Asus Rampage III Black Edition ✔
Intel Xeon X5680 ✔
(3) 4GB Corsair Dominator GT 2000/CL9/1.65V ✔
Lepa G-1600W ✔
Enermax 600W Platimax ✔
(4) Asus ROG 7970 Matrix ✔
Corsair Performance Pro 128GB SSD ✔


*Watercooling Equipment:*


EK-Supremacy Clean CSQ Nickel Acetal ✔
EK-FB RE3 Black Nickel Acetal ✔
EK-RAM Monarch X6 Nickel Acetal ✔
(4) EK-FC R9-280X Matrix ✔
EK-FC Terminal Quad Semi Parallel ✔
EK-D5 X-Top Acetal ✔
Alphacool XT45 480mm Radiator ✔
EK Black Nickel Fittings ✔
EK-ZMT 3/8" ID 5/8" OD ✔


*Misc*

Undecided Fan Controller
Fans in the works ✔
Koolance QDCs ✔
Back when mining was really profitable I had this idea of wanting to use an Asus Z9PE-D8 WS and mine on the odd coin that came out and was only available for CPU mining, however that idea has been dropped since mining isn't too interesting anymore. The photos are here for you to enjoy though!

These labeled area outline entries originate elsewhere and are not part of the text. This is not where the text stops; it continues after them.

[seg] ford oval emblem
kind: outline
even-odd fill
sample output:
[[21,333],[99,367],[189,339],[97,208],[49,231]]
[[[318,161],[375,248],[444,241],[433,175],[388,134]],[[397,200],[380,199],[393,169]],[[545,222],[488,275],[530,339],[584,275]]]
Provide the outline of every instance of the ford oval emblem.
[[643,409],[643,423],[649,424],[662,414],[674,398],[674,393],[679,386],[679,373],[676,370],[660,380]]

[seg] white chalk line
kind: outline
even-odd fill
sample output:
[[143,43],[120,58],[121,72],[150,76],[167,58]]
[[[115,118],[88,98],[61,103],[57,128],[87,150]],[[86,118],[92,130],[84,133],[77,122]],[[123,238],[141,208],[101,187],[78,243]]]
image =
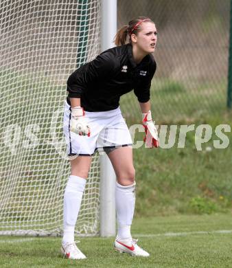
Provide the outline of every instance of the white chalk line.
[[[1,240],[0,239],[0,243],[24,243],[24,242],[30,242],[30,241],[33,241],[34,240],[37,240],[38,239],[41,239],[41,238],[47,238],[47,237],[46,236],[44,236],[44,237],[30,237],[30,238],[18,238],[18,239],[4,239],[4,240]],[[54,238],[49,238],[49,240],[54,240],[54,239],[56,239]]]
[[135,237],[156,237],[156,236],[187,236],[192,234],[231,234],[232,230],[220,230],[216,231],[197,231],[197,232],[168,232],[163,234],[134,234]]
[[[157,236],[187,236],[192,234],[232,234],[232,230],[220,230],[216,231],[197,231],[197,232],[168,232],[163,234],[133,234],[135,237],[157,237]],[[44,238],[46,238],[45,236]],[[40,239],[43,238],[43,237],[40,237]],[[55,238],[49,239],[56,239]],[[38,238],[31,237],[31,238],[25,238],[21,239],[10,239],[10,240],[1,240],[0,239],[0,243],[25,243],[30,242],[34,240],[38,240]]]

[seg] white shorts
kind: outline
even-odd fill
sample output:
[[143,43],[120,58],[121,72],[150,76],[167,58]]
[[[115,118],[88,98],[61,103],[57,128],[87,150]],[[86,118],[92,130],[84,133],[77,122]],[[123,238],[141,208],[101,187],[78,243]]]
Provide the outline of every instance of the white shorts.
[[130,146],[131,136],[119,108],[103,112],[87,112],[84,115],[90,127],[90,137],[70,131],[71,107],[65,101],[64,134],[69,156],[93,155],[98,149]]

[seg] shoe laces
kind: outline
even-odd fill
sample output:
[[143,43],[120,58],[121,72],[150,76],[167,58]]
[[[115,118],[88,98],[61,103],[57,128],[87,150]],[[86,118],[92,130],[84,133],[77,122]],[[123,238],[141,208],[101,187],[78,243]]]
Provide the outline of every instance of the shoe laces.
[[70,247],[69,248],[69,250],[71,252],[75,252],[75,251],[77,251],[78,253],[81,253],[80,249],[78,249],[78,247],[76,246],[76,244],[80,243],[80,241],[74,241],[74,242],[72,242],[72,243],[70,243],[69,244],[67,245],[67,247]]

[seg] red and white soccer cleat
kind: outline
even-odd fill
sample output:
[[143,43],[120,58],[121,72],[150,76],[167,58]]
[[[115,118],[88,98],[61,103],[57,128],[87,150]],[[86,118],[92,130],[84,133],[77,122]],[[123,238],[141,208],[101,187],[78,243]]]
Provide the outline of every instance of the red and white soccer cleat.
[[137,244],[137,239],[119,239],[116,237],[114,243],[115,249],[120,253],[128,253],[131,256],[149,257],[148,252],[143,250]]
[[[79,241],[78,241],[79,242]],[[67,258],[73,260],[86,258],[86,256],[78,249],[75,242],[61,245],[61,253]]]

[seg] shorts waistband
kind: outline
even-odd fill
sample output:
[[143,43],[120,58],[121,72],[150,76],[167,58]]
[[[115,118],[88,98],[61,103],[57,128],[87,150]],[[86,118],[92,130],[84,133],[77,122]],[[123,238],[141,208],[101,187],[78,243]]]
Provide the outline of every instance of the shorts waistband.
[[[67,103],[67,100],[65,102],[65,109],[67,111],[70,111],[70,107],[71,106]],[[86,116],[88,116],[88,118],[105,118],[105,117],[111,117],[115,116],[118,114],[121,114],[121,109],[120,107],[117,107],[113,110],[109,110],[109,111],[96,111],[96,112],[89,112],[89,111],[84,111]]]

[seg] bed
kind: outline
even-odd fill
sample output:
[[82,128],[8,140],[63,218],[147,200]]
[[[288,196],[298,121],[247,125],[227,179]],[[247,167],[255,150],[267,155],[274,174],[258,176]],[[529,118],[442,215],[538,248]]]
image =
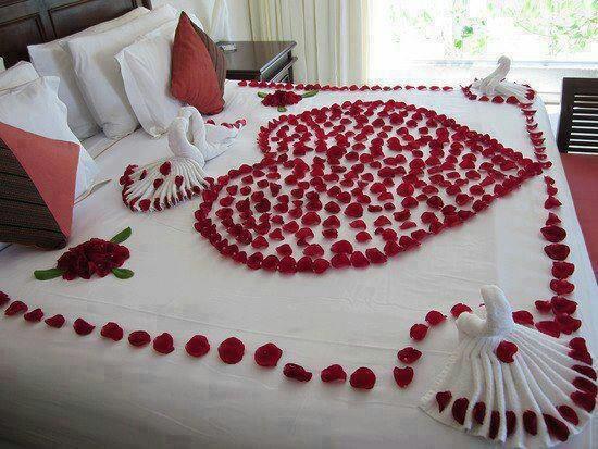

First to go was these pesky things.





Gone!





Here's how it was looking, although on a shelf instead of the desk




Those Seidon rads fit nicely in the TJ07 top mesh area 




(2x 120rads, not a 240)
Another








Dat dust




Mounted in the case




Floating like magic!




From below








"Cable Management"




Turns out the other side had to go as well :/




Still not quite sliding all the way in...




Silly fan




Ended up turning the rad around so I could fit the tray all the way in and keep the 92mm fans




Dat TJ07 man mmm




Go big or go home!




















And the current state.





Then Enermax sent me an additional PSU:
Dat platinum rating mmm




Platinum for dayz.




Boxes in boxes.




Tiny compared to the ST1500 monster!




I love the texture




And the fan! Nice to see something different.




Detailz




The sleeve the use is nice and thick.




Dat cable




Stuff that came with  it




Swag Stren got me at CES when he met with Enermax 




Swagger




Coffee #1 fuel




The LEPA 1600 cables are even higher quality. Very heavy duty with a thick sleeve on them.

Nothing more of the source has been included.